What does “feeling it” mean? The other primate sexual interest signals: touching, double entendres, extended eye contact, awkward silences followed by a smile, or more extended eye contact.

If you’re not sure, just ask. “Are you thinking about kissing?”

If you haven’t kissed, what other physical contact do you share? how close do you sit together? Do you hold her hand or take her arm on the street? Does one of you open the door for the other? Do you help her with her coat, or ask for her help?

I wonder what chemistry you’ve experienced in the last four months. You met on tinder, so do you think she is no longer interested in you sexually, but likes the friendship with you? What indication do you have that she is interested sexually?

I recently had a similar thing and I'm also young (18) and there was like no chemistry and physical touch felt forced so we are now friends. Maybe you guys just aren't destined for more than friendship?

On another note if you wanna dm me that would be cool, I haven't met another young lesbian with (presumably) similar views

Lesbian sheep syndrome? Does that mean lesbians are timid, stupid and can't think for themselves, and never take initiative? If so, it sounds like something a male would say.

Things must have changed a lot over the last few years, because when i was your age, the lesbians i were involved with were very confident and skilled - we were considered adults after all at that age. Back then, 4 months was a lifetime, and if you haven't even kissed yet, it is probably more of a platonic relationship. So my advice is - if it doesn't come naturally, it is probably not supposed to happen.

Oh no this isn't it at all! It just means that lesbians are sadly too used to the cultural idea of how straight romance is initiated so are unsure how to proceed when in a lesbian relationship and keep waiting for the other to make the first move. I think it is a real thing due to society punishing women for being too forward. (Not all lesbians have this complex of course, so sorry if it came across that way)

Thanks for explaining. On a positive note, there are quite a lot of lesbians who reject societal expectations. Historically society have rejected or excluded lesbians, so there is no reason or need for lesbians to abide by societal expectations. It just depends on how you look at it. I guess some see it as a punishment, while others see it as freedom.

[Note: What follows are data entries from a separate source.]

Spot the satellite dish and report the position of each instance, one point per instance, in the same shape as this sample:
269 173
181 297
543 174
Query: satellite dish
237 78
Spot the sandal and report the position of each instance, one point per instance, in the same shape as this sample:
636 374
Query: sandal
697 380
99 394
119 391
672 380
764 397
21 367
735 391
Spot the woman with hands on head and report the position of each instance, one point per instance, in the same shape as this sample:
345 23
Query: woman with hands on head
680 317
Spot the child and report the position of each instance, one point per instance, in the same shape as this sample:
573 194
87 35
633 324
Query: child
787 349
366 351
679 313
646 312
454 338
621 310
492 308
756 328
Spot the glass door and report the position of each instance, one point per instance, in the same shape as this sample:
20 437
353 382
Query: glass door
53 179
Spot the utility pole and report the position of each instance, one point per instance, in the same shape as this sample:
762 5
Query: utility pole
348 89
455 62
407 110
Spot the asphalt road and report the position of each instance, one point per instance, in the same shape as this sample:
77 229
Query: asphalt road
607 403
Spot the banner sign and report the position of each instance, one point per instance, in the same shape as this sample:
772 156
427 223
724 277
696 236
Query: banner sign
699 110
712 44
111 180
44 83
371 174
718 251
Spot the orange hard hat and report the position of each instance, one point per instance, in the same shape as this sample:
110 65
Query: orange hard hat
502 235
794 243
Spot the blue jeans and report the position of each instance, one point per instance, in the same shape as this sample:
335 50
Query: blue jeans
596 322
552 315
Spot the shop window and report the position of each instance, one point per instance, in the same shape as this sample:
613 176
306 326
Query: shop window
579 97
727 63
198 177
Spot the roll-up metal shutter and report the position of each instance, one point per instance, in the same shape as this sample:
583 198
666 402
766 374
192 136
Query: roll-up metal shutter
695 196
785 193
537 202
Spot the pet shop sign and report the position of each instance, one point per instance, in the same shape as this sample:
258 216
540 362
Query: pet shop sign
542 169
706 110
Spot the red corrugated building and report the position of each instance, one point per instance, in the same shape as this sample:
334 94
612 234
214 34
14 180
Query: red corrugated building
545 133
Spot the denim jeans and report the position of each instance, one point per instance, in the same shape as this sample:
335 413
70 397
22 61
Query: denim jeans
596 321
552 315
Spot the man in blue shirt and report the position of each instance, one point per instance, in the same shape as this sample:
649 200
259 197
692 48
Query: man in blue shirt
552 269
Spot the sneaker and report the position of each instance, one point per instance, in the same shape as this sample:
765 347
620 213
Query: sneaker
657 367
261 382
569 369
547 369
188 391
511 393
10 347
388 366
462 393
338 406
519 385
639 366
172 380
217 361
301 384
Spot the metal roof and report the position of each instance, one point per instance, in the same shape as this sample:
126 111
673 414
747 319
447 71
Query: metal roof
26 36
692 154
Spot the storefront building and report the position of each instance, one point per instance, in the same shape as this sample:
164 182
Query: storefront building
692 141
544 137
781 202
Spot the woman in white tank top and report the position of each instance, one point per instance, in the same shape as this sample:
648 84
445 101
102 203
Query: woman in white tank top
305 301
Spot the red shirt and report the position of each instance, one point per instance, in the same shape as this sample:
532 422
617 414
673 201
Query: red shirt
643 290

Yeah, this forum has helped me enormously just from lurking. Seeing so many women being confident and loud really inspires me.

if it doesn't come naturally, it is probably not supposed to happen.

Thank you. Plenty of good advice in the comments here, but imo there's a more important question hidden within OP's question, and this is the answer.

What is lesbian sheep syndrome ? When you are sitting / standing close, have eye contact and ask “please may I kiss you?”

Kissing is a funny old lark but it’s not tricky or scary. Have you ever kissed anyone ? (I only ask because you say “kiss a woman”).

No I haven't. I've known I was gay since I was 11 but I lived in a very conservative area and never had the chance to date anyone.

You want to know how I got my first kiss when I was a year older than you?

Yes I was terrified myself, because I never kissed anyone before and I really wanted to kiss her. I was overthinking it and such. I had her over for a double feature movie so it was already lowkey and gaged her receptivity by slowly inching my way closer to her until I just let myself melt into her breast. And she put her arm around me and I straight up said I wanted to kiss her and that’s how it went.

(But I said so in a more romantic way. I learned how to say it in another language and it broke the ice. I said “have I ever told you that I can speak [x language]?” She said “no I don’t think you have”. I said “would you like me to say something in it?” She said yes and I said “I want to kiss you” in that language and told her what it meant. Just go slow).

I invited her to watch portrait of a lady on fire in a few days to set the mood. I’ll try something similar. Glad to know it’s not uncommon to be my age and not having kissed anyone. Thank you so much.